Adding insult to injury is the fact that we've been basking in warm sunshine, wearing shorts and t-shirts for the past 3 days, and last night we got out of the car to temperatures just above freezing. It's now snowing. Bring on California!

Tuesday, April 05, 2005

Dirty little secrets

A brief update before I turn in. I have an early start tomorrow and need to catch up on some sleep.

I've finally met my parner in crime for my adventures here. After some brief conversations, it's obvious that we have a lot in common. It hasn't been the most relaxed introduction I've had here, but I think that's really a function of still being under some pressure before we head out for our trip to Sea Otter on Thursday. We managed to get out on the bikes for a quick spin tonight, and I think that has helped things a lot. It's amazing how being able to go for a ride with someone can establish the groundwork for building a friendship. Above all else, we both have a love of all things bike related.

If I haven't told everyone, the skinny is that Chrissy Redden raced mountain bikes professionally for the last 9 years, first with Ritchey, then with Gary Fisher. She was on the Canadian national team for the past 11 years, and was a member of the Olympic team in 1996. In yet another small world example, I just found out today that she was one of the Fisher racers at the Ft. William World Cup race last year, and I remember seeing her.

We were at dinner tonight with a guy that used to run the Fisher team. The two of them were catching up and sharing stories of people they knew and hadn't heard from. It was a Who's Who of the race scene, and it was funny to hear the gasping tales of who's living with whom now, and what the real story is behind that person's departure from that team, etc. etc. There was a lot of name dropping going on, but not at all in the context of 'Oh yes, of course I know so'n'so, but do YOU know la laalaa?'. On the contrary. It was a conversation like most old friends have who share a circle of some sort, and who catch each other up on the happenings of their mutual friends. It just happens that the 'friends' in this conversation are names that appear regularly in cycling publications, and people who are at the top of the sport.

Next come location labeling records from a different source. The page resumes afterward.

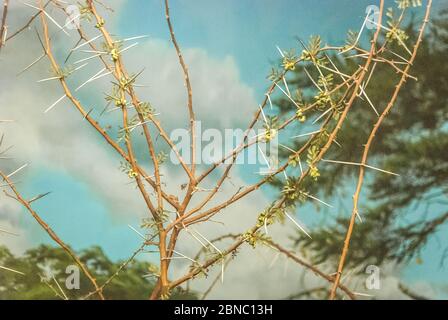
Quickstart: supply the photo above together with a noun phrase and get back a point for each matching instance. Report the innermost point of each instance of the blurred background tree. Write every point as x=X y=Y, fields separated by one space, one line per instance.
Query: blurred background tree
x=399 y=213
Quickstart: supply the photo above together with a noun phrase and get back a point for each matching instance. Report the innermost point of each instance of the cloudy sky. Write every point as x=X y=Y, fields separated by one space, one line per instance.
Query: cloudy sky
x=229 y=47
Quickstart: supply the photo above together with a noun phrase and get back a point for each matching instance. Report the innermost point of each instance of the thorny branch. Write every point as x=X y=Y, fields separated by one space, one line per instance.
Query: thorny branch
x=367 y=148
x=337 y=99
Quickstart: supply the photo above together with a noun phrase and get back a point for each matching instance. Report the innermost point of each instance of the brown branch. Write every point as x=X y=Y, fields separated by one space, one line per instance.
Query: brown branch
x=3 y=27
x=189 y=90
x=52 y=234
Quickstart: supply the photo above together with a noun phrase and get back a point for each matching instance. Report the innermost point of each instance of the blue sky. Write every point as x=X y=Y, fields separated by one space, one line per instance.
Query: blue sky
x=247 y=31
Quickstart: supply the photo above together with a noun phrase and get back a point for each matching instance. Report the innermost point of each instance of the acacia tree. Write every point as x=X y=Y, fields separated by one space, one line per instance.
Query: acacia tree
x=335 y=91
x=403 y=211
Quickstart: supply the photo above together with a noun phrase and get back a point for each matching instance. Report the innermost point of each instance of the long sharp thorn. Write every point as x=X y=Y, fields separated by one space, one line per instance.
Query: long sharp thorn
x=297 y=225
x=54 y=104
x=16 y=171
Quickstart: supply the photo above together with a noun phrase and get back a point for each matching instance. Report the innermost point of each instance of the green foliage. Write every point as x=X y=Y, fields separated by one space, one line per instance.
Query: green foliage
x=37 y=283
x=412 y=142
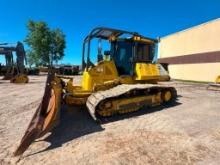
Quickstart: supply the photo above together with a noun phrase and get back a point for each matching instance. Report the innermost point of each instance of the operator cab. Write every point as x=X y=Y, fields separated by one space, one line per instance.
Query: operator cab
x=127 y=52
x=124 y=51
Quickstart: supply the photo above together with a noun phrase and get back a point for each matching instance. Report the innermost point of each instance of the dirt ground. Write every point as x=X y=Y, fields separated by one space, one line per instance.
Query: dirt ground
x=185 y=133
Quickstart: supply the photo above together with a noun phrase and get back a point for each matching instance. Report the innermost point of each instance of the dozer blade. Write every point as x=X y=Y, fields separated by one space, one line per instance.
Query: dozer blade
x=46 y=115
x=214 y=87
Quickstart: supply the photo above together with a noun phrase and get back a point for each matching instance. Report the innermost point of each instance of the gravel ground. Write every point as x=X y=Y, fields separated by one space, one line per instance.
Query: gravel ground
x=185 y=133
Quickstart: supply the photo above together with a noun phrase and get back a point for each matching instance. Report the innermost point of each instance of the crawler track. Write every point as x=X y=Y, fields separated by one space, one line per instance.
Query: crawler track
x=128 y=91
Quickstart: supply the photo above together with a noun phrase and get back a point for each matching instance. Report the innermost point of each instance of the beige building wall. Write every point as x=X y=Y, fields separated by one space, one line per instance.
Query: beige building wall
x=206 y=72
x=203 y=38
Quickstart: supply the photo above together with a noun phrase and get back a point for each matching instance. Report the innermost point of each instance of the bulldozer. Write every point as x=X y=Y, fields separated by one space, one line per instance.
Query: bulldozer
x=123 y=80
x=16 y=74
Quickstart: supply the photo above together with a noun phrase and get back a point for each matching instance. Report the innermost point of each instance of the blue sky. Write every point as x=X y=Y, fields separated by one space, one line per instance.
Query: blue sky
x=77 y=17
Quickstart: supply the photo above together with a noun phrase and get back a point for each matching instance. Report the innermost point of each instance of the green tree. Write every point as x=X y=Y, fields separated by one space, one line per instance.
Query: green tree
x=46 y=45
x=32 y=58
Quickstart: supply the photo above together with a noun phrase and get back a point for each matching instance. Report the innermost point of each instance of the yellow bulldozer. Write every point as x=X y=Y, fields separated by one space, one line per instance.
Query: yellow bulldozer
x=123 y=80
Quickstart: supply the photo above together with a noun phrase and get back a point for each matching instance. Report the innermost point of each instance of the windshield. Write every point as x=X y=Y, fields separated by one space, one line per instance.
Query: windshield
x=122 y=56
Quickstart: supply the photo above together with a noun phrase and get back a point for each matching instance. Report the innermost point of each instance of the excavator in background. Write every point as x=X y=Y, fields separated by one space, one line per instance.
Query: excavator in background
x=5 y=70
x=14 y=74
x=123 y=80
x=216 y=85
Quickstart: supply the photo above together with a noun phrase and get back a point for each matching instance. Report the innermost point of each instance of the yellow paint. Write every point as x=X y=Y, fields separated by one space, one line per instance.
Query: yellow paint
x=104 y=71
x=146 y=71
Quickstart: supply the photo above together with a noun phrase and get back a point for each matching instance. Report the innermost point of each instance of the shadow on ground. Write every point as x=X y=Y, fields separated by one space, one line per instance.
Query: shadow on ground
x=77 y=122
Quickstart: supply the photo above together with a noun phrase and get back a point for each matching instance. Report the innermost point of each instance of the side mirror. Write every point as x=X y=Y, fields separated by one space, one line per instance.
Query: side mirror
x=107 y=52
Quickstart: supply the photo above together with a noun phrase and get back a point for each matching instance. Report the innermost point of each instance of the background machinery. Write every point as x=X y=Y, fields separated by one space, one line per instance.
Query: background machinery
x=122 y=81
x=16 y=73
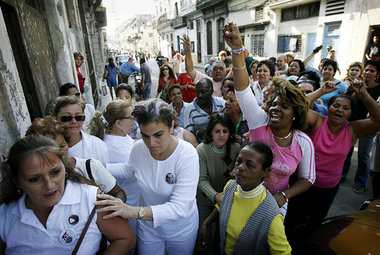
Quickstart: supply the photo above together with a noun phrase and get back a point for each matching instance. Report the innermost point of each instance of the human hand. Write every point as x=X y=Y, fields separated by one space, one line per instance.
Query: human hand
x=246 y=136
x=358 y=86
x=218 y=198
x=231 y=35
x=239 y=139
x=329 y=86
x=317 y=49
x=113 y=206
x=185 y=41
x=202 y=237
x=280 y=199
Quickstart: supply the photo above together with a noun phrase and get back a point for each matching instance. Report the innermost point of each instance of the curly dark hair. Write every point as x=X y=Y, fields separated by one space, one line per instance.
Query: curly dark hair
x=171 y=71
x=222 y=118
x=291 y=96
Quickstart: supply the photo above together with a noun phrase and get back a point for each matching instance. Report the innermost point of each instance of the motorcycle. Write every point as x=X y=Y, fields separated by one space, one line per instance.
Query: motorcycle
x=138 y=85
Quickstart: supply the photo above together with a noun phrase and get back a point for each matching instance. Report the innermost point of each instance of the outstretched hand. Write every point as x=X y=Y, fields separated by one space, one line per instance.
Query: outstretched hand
x=358 y=86
x=231 y=35
x=113 y=206
x=330 y=86
x=185 y=41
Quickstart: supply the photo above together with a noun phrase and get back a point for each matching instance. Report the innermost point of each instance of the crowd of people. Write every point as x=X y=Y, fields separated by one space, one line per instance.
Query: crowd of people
x=245 y=158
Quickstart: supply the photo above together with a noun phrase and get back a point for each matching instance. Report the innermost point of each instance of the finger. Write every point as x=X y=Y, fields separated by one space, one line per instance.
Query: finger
x=105 y=196
x=111 y=215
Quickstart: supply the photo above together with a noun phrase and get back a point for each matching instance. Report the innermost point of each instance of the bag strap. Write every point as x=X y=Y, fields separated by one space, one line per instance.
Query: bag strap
x=88 y=169
x=165 y=90
x=76 y=248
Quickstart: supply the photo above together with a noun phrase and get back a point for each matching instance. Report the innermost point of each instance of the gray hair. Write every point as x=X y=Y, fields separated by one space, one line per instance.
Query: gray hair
x=216 y=63
x=153 y=110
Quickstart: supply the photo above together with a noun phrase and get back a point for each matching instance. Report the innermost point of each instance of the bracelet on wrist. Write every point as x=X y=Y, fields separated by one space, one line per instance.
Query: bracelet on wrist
x=238 y=51
x=284 y=195
x=239 y=68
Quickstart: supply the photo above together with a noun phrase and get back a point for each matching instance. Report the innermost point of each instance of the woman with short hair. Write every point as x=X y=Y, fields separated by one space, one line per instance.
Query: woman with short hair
x=46 y=205
x=167 y=173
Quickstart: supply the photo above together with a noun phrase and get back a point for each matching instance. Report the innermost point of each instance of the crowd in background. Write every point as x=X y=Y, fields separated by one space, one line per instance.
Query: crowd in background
x=246 y=156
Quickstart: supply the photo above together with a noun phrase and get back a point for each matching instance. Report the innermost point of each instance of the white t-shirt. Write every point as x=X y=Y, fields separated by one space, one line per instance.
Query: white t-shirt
x=23 y=233
x=119 y=149
x=173 y=203
x=100 y=174
x=90 y=147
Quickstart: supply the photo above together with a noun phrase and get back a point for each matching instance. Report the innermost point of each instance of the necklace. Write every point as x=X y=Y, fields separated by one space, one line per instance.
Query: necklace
x=272 y=147
x=284 y=137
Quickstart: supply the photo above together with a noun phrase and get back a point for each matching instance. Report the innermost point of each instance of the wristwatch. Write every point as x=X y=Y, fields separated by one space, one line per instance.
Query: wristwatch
x=141 y=213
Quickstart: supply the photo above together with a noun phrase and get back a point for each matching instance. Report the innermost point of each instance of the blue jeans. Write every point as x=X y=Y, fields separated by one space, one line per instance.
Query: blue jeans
x=362 y=174
x=146 y=90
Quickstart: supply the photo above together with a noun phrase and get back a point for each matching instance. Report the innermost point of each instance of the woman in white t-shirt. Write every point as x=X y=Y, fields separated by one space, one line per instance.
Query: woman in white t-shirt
x=69 y=111
x=113 y=126
x=167 y=172
x=93 y=169
x=45 y=205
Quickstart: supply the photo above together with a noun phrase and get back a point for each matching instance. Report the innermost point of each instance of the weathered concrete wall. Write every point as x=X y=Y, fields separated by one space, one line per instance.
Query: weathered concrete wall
x=36 y=40
x=61 y=53
x=14 y=115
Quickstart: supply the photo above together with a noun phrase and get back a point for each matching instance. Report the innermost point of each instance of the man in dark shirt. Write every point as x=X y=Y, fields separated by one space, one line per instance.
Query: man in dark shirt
x=146 y=79
x=373 y=49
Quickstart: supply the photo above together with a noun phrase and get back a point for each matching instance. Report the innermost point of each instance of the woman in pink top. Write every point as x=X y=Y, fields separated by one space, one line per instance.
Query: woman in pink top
x=333 y=136
x=278 y=128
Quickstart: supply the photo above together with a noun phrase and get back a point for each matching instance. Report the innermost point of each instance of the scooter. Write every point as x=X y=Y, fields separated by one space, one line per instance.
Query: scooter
x=138 y=85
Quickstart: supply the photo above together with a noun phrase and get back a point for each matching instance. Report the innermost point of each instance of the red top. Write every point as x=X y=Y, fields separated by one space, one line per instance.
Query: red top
x=80 y=79
x=187 y=94
x=162 y=84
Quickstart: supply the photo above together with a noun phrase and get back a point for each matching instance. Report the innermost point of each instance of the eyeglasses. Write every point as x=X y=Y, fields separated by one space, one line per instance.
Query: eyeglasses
x=78 y=118
x=306 y=81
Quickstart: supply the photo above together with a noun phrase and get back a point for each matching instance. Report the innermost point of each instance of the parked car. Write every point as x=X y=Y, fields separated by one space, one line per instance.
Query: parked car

I finished my meal first because I had little to contribute to the conversation.

Sunday, April 03, 2005

Out like a lion

First, a picture of a cute, skipping, wonky lamb:

And now, on to today...

So I'm in Toledo, Ohio. It's between Cleveland, and Chicago and sits on the coast of Lake Erie. It's got a downtown skyline, but really it's a small city. The city's biggest claims to fame are the Toledo Mudhens, a minor league baseball team, and the fact that Max Clinger from M*A*S*H was said to be from here. It was a good enough place to stop for the night though, even though there was still plenty of daylight left. Stopping before midnight on a cross country trip is rare for me, but I had the following things working against me today:

1) Jet lag
2) The clocks moved forward last night
3) It snowed all the way across the State of Pennsylvania, which for those playing along at home is a pretty big State. My north then west route made it probably about 300 miles worth of a big ole snow storm that looked like this from my view:

I was happy to make it this far, and given the fact that I cross a time zone tomorrow, I'll make it to Madison at a reasonable hour.

I read RHS' blog this morning before I left, and he said something that I understood, but in a slightly different context. In his case, driving helped him to clear the fog he was feeling when he left Vienna. For me, every mile I drive west is a reminder that I'm getting further away from a place I really want to be. It doesn't escape me how much of a broken record I am about this. Perhaps I'll feel less of a need to talk about it out loud as the summer progresses.

Chipps told me once that I'd adjust to life back in the States. Actually, I hope not.